Hayatım boyunca, insanların yaşam tarzına hiçbir şekilde müdahale edilmemesi tezini savundum. Bu alanda aynı noktadayım. Kimse kimsenin yaşam tarzına, giyinme modeline müdahale etme hakkına sahip değildir.
* * * *
Türkiye, insan hakları ve özgürlükler alanında, son 20 yılda çok önemli mesafe kat etti. Özellikle anlamsız yasaklara karşı, takdire şayan bir mücadele ortaya koyuldu.

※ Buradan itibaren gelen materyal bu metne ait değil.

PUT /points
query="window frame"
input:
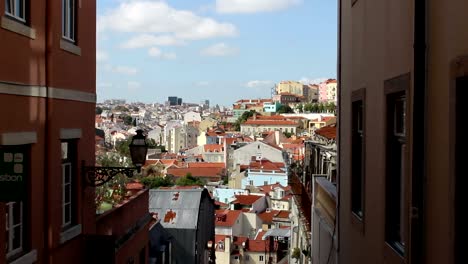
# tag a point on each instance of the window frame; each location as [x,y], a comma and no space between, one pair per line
[358,123]
[10,228]
[25,211]
[13,7]
[69,161]
[397,224]
[69,20]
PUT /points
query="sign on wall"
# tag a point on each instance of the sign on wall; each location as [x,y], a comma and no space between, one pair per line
[13,173]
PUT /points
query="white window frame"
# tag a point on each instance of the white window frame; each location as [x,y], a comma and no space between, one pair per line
[10,228]
[67,184]
[69,20]
[15,10]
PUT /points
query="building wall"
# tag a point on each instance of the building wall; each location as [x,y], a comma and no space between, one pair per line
[368,59]
[254,129]
[260,178]
[44,99]
[243,155]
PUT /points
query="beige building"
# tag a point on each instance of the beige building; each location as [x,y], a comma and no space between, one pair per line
[403,76]
[292,87]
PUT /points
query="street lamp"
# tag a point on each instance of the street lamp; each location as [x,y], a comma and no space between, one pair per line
[97,176]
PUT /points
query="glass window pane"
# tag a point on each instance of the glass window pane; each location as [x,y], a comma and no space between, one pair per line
[67,193]
[16,213]
[67,178]
[64,150]
[8,6]
[67,211]
[17,237]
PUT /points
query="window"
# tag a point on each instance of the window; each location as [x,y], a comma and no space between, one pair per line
[68,184]
[14,228]
[16,9]
[396,175]
[358,153]
[68,20]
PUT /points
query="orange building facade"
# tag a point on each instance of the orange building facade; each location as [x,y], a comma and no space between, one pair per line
[47,97]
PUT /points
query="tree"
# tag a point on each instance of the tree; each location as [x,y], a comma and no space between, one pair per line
[246,115]
[156,182]
[121,108]
[127,120]
[283,109]
[300,108]
[98,110]
[189,180]
[308,107]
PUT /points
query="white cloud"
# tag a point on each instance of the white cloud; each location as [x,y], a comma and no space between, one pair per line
[259,84]
[104,85]
[132,85]
[157,53]
[306,80]
[124,70]
[145,16]
[202,83]
[101,56]
[253,6]
[148,40]
[219,49]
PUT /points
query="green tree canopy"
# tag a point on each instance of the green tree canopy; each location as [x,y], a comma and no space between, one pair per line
[300,108]
[156,182]
[188,180]
[98,110]
[283,109]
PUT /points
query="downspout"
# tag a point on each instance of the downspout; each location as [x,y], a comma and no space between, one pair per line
[46,132]
[338,138]
[419,135]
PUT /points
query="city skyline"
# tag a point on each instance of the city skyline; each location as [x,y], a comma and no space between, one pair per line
[149,50]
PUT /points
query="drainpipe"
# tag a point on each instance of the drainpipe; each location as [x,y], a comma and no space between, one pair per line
[338,138]
[47,25]
[419,136]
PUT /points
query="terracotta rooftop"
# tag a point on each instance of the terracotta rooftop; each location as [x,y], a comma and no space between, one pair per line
[213,172]
[226,217]
[206,165]
[213,148]
[267,217]
[246,199]
[270,123]
[328,132]
[268,188]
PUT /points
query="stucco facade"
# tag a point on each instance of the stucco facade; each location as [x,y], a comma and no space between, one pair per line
[416,49]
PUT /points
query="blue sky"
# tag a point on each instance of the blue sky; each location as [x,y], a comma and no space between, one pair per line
[220,50]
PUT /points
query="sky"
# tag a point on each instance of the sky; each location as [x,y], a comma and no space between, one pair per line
[219,50]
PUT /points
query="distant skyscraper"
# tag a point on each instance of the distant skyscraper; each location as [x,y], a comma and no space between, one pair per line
[205,103]
[172,100]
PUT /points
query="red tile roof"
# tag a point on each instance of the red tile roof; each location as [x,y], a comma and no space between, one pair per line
[259,246]
[267,217]
[213,148]
[328,132]
[248,199]
[226,217]
[213,172]
[270,123]
[206,165]
[268,188]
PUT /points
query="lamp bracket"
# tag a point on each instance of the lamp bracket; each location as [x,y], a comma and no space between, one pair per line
[97,176]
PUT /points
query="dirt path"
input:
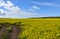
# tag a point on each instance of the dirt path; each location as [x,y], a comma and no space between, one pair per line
[14,34]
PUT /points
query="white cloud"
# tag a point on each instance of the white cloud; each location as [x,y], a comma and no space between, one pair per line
[12,10]
[46,4]
[34,8]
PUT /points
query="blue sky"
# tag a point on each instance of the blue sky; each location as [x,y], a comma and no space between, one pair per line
[29,8]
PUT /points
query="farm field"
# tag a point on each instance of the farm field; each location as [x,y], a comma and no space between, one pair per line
[48,28]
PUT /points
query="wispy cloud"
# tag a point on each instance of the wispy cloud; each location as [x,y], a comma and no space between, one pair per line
[33,8]
[14,11]
[46,4]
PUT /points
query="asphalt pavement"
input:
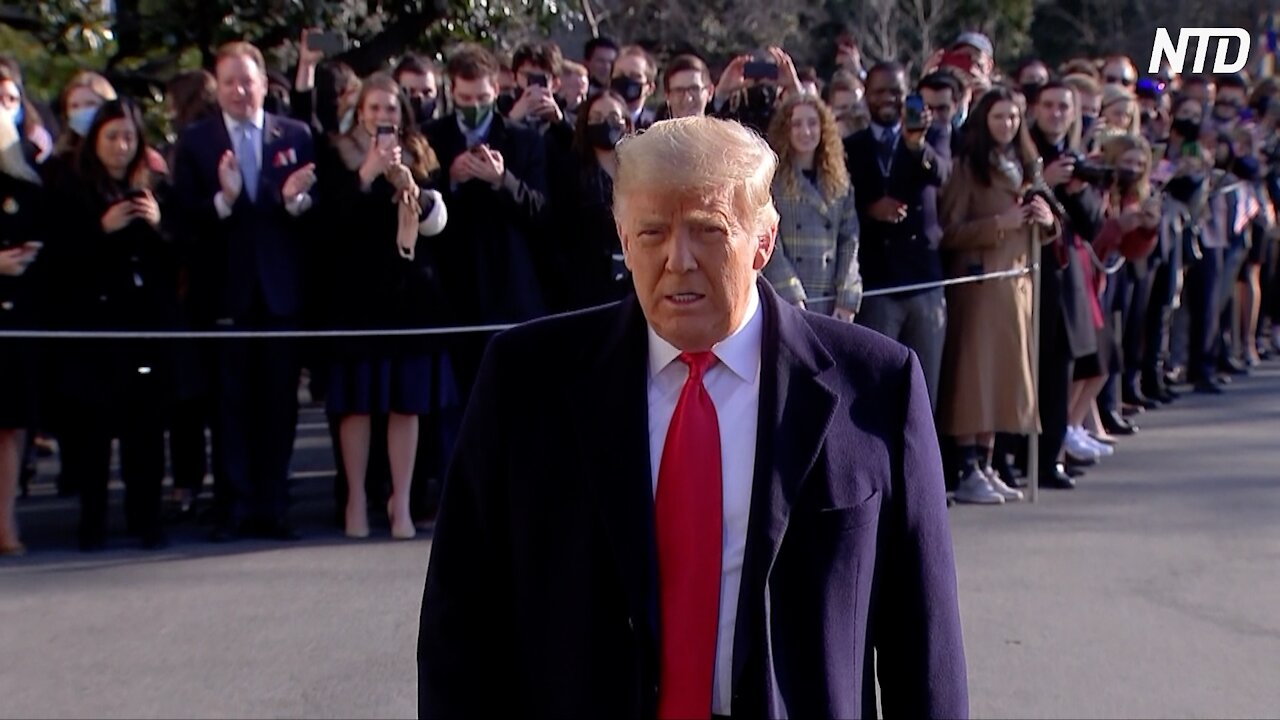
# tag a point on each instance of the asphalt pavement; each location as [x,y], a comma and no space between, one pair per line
[1151,591]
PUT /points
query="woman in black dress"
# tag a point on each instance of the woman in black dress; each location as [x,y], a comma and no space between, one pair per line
[22,220]
[378,180]
[112,269]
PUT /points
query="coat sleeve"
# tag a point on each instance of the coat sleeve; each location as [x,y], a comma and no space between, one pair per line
[849,277]
[960,229]
[466,624]
[917,632]
[782,276]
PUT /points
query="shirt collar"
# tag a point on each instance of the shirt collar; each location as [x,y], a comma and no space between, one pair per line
[881,130]
[475,136]
[257,121]
[740,351]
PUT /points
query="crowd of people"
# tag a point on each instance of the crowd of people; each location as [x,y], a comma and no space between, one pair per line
[481,192]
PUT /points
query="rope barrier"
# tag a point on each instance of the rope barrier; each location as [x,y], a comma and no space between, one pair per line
[414,332]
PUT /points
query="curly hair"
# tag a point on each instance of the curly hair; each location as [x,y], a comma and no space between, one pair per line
[828,159]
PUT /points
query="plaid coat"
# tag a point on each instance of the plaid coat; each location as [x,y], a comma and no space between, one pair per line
[817,251]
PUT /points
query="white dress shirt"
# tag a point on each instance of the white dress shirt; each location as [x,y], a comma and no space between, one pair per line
[734,384]
[293,205]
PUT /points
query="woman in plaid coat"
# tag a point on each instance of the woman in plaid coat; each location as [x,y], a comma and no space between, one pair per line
[816,261]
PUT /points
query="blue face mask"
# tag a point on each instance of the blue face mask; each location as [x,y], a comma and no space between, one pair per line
[81,119]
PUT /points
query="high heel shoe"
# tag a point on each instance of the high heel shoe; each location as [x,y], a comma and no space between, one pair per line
[405,531]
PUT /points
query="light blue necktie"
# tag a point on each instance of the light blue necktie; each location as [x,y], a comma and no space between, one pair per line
[247,151]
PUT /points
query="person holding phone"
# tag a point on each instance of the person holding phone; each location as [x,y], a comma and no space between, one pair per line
[816,263]
[23,226]
[384,210]
[113,269]
[987,382]
[752,87]
[892,164]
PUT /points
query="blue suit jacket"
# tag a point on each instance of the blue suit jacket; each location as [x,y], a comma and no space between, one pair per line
[259,247]
[540,597]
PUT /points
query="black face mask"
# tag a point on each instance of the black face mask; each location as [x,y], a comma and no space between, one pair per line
[629,89]
[424,108]
[604,136]
[1187,128]
[1182,188]
[1247,168]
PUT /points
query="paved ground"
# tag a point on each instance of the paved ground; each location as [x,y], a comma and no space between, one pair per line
[1151,591]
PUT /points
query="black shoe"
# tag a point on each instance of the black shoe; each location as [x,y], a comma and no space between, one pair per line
[1079,461]
[1056,478]
[1208,388]
[1233,367]
[1115,424]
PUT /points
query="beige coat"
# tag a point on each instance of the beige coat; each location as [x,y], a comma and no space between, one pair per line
[986,379]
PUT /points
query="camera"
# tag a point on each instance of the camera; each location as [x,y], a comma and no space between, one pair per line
[1091,172]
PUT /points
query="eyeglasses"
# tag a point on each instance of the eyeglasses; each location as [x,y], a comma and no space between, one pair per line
[688,92]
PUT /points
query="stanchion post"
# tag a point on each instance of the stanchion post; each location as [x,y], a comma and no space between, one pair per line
[1033,441]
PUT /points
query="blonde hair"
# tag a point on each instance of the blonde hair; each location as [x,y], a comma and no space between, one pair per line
[828,159]
[703,155]
[1115,147]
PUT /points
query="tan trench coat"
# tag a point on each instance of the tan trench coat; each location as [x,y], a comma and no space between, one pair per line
[986,382]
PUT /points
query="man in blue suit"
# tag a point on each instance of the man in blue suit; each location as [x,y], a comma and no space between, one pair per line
[245,180]
[700,501]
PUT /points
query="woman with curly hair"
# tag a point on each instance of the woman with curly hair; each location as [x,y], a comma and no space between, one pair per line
[816,264]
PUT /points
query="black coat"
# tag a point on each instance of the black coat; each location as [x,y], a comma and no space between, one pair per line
[543,574]
[489,251]
[99,281]
[897,254]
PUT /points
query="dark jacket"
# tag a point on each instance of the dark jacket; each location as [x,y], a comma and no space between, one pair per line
[895,254]
[490,251]
[260,247]
[1063,281]
[99,281]
[848,574]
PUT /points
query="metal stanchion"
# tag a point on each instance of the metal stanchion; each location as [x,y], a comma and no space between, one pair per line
[1033,441]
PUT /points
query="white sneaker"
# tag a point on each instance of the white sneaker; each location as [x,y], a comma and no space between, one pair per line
[976,488]
[1087,440]
[1078,447]
[1002,490]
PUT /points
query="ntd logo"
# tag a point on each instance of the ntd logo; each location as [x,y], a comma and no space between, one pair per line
[1176,55]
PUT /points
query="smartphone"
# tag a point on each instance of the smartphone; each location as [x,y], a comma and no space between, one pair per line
[913,113]
[757,69]
[385,136]
[330,42]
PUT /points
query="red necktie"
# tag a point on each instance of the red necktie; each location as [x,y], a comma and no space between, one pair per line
[689,516]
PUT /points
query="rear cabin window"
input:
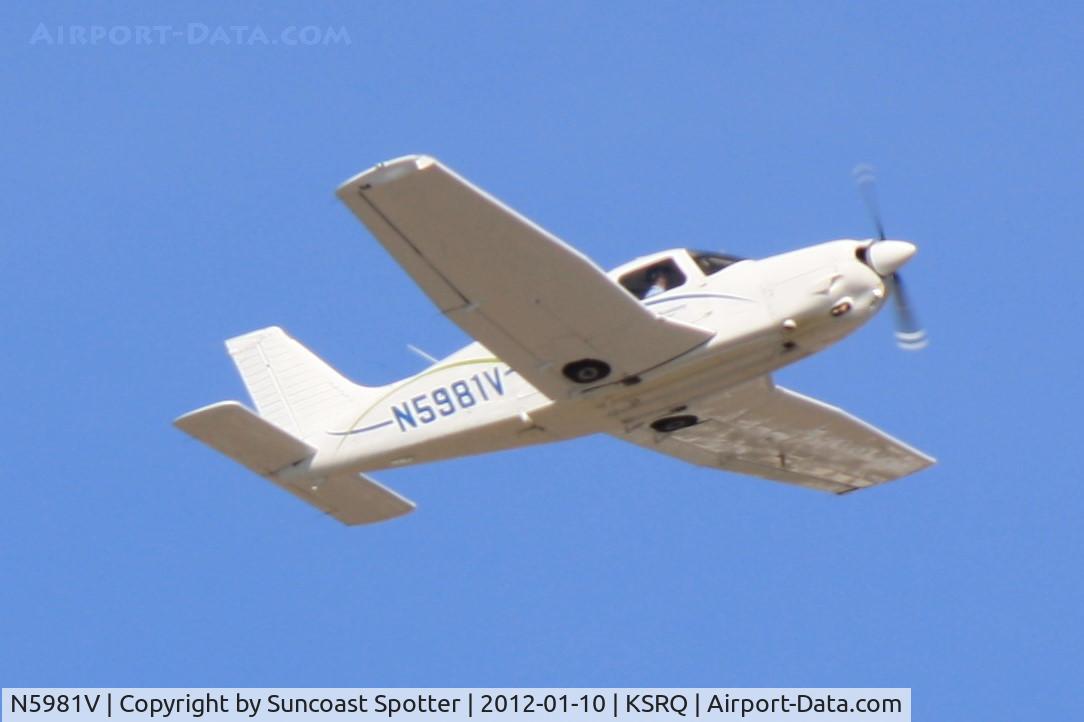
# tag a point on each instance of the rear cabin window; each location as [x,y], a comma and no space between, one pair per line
[653,280]
[713,262]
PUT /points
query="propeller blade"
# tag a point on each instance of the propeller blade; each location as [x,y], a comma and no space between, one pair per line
[866,179]
[908,334]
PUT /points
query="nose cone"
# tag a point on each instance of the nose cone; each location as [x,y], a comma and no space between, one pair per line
[886,257]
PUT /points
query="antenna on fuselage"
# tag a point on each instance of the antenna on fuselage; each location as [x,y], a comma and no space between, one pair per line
[421,353]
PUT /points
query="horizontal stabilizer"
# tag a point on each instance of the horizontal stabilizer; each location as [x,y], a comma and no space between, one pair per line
[241,435]
[262,447]
[351,498]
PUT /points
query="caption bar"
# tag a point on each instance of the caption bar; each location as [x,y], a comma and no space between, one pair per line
[452,705]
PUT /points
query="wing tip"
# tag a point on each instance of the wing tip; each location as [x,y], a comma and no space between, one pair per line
[387,171]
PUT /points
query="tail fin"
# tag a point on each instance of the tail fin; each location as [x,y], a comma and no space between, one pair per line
[291,386]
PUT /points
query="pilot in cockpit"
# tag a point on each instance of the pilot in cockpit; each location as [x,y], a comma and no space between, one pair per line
[659,280]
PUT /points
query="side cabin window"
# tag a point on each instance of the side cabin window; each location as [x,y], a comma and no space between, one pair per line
[713,262]
[653,280]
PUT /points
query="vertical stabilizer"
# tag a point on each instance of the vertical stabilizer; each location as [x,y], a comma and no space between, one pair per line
[291,386]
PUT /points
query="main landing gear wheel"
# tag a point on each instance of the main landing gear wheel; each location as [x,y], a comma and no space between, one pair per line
[668,424]
[586,371]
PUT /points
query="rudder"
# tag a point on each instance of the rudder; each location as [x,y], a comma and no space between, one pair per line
[291,386]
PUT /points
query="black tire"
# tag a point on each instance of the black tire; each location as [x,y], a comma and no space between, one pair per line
[669,424]
[586,371]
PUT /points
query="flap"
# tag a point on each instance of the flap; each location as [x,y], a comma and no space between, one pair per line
[765,430]
[534,301]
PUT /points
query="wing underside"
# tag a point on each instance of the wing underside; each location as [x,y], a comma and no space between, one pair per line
[765,430]
[528,297]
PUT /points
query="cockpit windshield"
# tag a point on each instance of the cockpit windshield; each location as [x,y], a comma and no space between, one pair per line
[710,262]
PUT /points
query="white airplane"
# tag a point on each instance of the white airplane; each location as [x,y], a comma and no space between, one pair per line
[672,351]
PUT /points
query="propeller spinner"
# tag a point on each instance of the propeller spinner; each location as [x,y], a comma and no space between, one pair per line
[886,257]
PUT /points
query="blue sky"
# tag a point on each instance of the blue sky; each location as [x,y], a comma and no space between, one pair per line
[162,198]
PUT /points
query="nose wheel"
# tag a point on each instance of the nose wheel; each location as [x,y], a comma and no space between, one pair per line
[670,424]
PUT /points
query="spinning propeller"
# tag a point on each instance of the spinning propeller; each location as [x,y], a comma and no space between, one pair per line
[885,257]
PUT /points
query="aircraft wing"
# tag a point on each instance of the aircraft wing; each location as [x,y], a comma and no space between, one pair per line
[534,301]
[766,430]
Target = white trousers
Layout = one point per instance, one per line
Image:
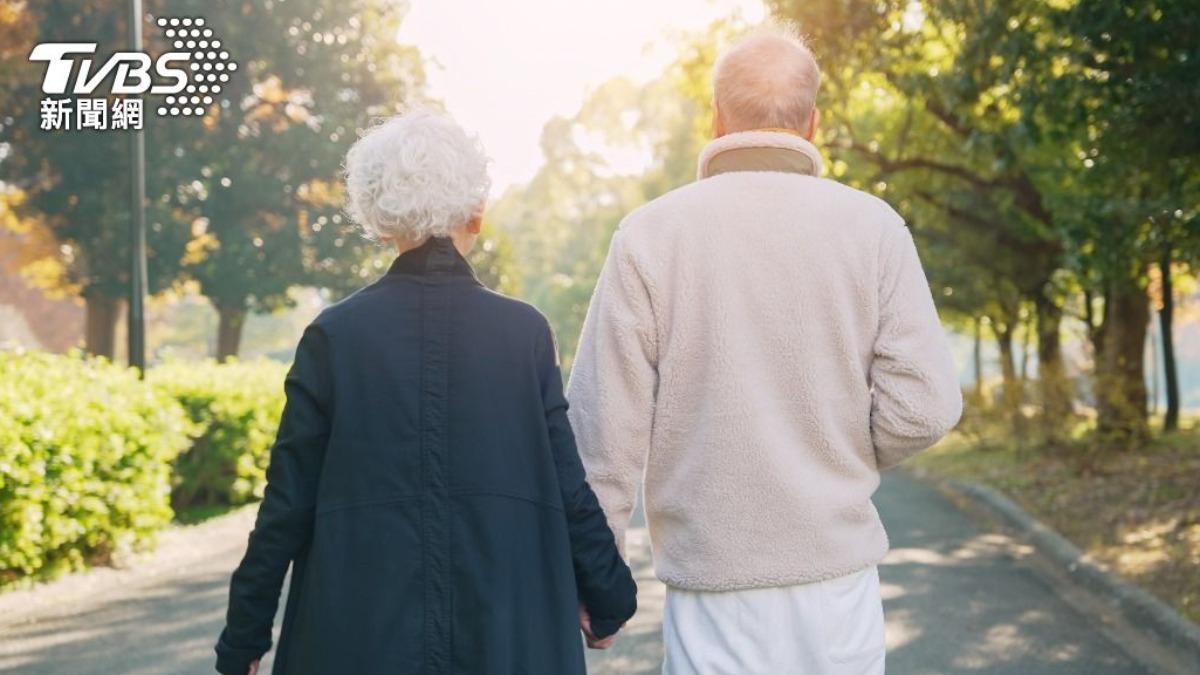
(832, 627)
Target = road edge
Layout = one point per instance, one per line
(1139, 607)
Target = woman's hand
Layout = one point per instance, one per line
(586, 626)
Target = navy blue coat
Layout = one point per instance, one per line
(426, 489)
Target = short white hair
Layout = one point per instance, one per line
(768, 79)
(415, 175)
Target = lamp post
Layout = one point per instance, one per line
(138, 222)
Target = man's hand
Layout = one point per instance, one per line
(586, 626)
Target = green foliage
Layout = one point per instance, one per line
(235, 408)
(85, 455)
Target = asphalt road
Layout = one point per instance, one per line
(958, 598)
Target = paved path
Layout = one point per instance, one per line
(958, 599)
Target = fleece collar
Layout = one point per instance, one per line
(760, 150)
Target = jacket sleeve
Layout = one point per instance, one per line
(916, 398)
(286, 514)
(613, 386)
(605, 584)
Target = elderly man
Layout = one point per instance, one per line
(761, 344)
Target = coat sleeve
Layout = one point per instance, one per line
(916, 398)
(604, 581)
(613, 386)
(286, 514)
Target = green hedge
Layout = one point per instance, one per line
(85, 461)
(235, 410)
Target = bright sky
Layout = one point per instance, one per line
(505, 67)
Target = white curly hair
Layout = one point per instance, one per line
(415, 175)
(769, 79)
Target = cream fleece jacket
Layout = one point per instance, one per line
(761, 344)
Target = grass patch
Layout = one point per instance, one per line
(1135, 511)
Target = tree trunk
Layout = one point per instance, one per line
(1027, 328)
(101, 324)
(1054, 386)
(1012, 386)
(1165, 324)
(1121, 368)
(977, 358)
(231, 320)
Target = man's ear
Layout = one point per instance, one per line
(718, 123)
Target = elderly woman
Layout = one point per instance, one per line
(425, 485)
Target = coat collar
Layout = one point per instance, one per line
(437, 257)
(767, 149)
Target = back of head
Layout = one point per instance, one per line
(767, 81)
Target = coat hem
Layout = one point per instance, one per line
(745, 583)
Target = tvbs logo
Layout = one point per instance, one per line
(190, 78)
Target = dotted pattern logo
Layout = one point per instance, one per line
(210, 65)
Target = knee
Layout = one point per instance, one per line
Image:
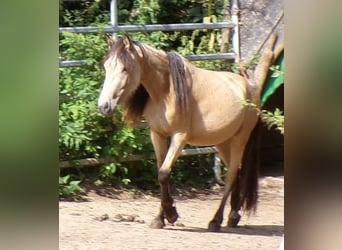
(163, 176)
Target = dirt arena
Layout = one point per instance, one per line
(120, 221)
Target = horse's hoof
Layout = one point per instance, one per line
(171, 214)
(214, 226)
(157, 223)
(234, 220)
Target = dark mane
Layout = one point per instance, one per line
(135, 105)
(180, 85)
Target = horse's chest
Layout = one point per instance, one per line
(160, 120)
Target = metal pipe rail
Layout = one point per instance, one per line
(218, 56)
(149, 28)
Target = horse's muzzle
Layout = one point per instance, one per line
(106, 109)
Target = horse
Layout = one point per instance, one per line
(184, 104)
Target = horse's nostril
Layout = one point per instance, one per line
(106, 106)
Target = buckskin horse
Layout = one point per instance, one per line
(192, 106)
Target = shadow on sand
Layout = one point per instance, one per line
(262, 230)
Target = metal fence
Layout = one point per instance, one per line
(114, 28)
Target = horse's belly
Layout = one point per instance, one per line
(207, 133)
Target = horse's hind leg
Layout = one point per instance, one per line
(231, 153)
(235, 205)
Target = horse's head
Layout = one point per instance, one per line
(122, 75)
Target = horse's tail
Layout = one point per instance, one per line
(245, 191)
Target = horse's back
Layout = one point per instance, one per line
(217, 111)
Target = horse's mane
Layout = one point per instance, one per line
(177, 70)
(135, 105)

Ve bunun sonucunda, özellikle de inanç özürlüğü önündeki engeller, bir bir kaldırıldı.
* * * *
Uzun yıllar kadınlar, başörtüsü taktığı için sürekli hedef gösterildi ve hatta ötekileştirildi. Şehit törenlerinde, sırf başörtüsü taktığı için, askerler tarafından yaka paça dışarı atılan annelerimiz olmadı mı? Yine başörtüsü taktığı için üniversiteye alınmayan, eğitim geleceği karartılan, milyonlarca insanın feryat figanını duymadık mı? Kamusal alanda başörtüsü yasak olduğu için binlerce kadın istifa etmek zorunda kalmadı mı? Demokratik, laik ve hukuk devletinde, maalesef bütün bu ayıplar yaşandı.
* * * *
Türkiye bu meseleyi çözdü. Başörtüsü yasak olmaktan çıkarıldı. Hem üniversite, hem de kamusal alanda, başörtüsü takmanın önündeki yasak ve engeller kaldırıldı. Türkiye’de 414 milletvekilinin katılımı ve imzasıyla, bu mesele çözüldü. Şimdi siyaset öncesi ‘helalleşme’ kisvesi altında, başörtüsünü istismar etmenin ne manası var?
* * * *
CHP Genel Başkanı Kemal Kılıçdaroğlu, durup dururken başörtüsü meselesini neden gündeme getirdi? Çözüme kavuşturulmuş bir meseleyi gündeme getirmesini, hangi akıllı danışmanı önerdi?
* * * *
Başörtüsünün yasak olduğu dönemlerde çıtı çıkmayan CHP’nin, bugün böyle bir sorun varmış gibi göstererek, teklif etmesinin altında tek bir neden var. O da 2023 seçimlerinde Cumhurbaşkanı adayı olacağına, kesin gözüyle bakılan Kemal Kılıçdaroğlu’nun, muhafazakar seçmenin gönlünü ve desteğini almak.
* * * *
Çünkü hem masadakiler, hem de CHP içerisinde bir kesimin, ‘Muhafazakar seçmen Kılıçdaroğlu’na oy vermez’ düşüncesi hakim. Muhafazakar seçmen ne kadar AK Parti’ye kızarsa kızsın, ne kadar darılırsa darılsın, geçmişi özellikle de din ve dini inançlara karşı radikal kararlar almış bir partinin iş başına gelmesinden endişe duyar.
* * * *
Açık konuşmakta fayda var. Kılıçdaroğlu başörtüsü meselesini gündeme getirdikten sonra, özellikle de muhafazakar seçmenle konuştum, konuşmaya da devam ediyorum. Toplumda bu anlamda Kılıçdaroğlu’na güvenmediklerini ve bunun bir seçim malzemesi olarak kullanıldığını iddia ediyorlar.
* * * *
CHP, ekonomide yaşanan sıkıntıyı nasıl çözeceğini topluma deklere etmek yerine, çözüme kavuşturulmuş bir meseleyi ısıtıp gündeme getirmesi, şahsen bana çok anlamsız geliyor. Vatandaşın böyle bir derdi yok. Millet muhalefetin önce adaylarını, sonra da başta ekonomi olmak üzere, sorunları hangi kadro ve ne tür uygulamalarla çözeceğini merak ediyor.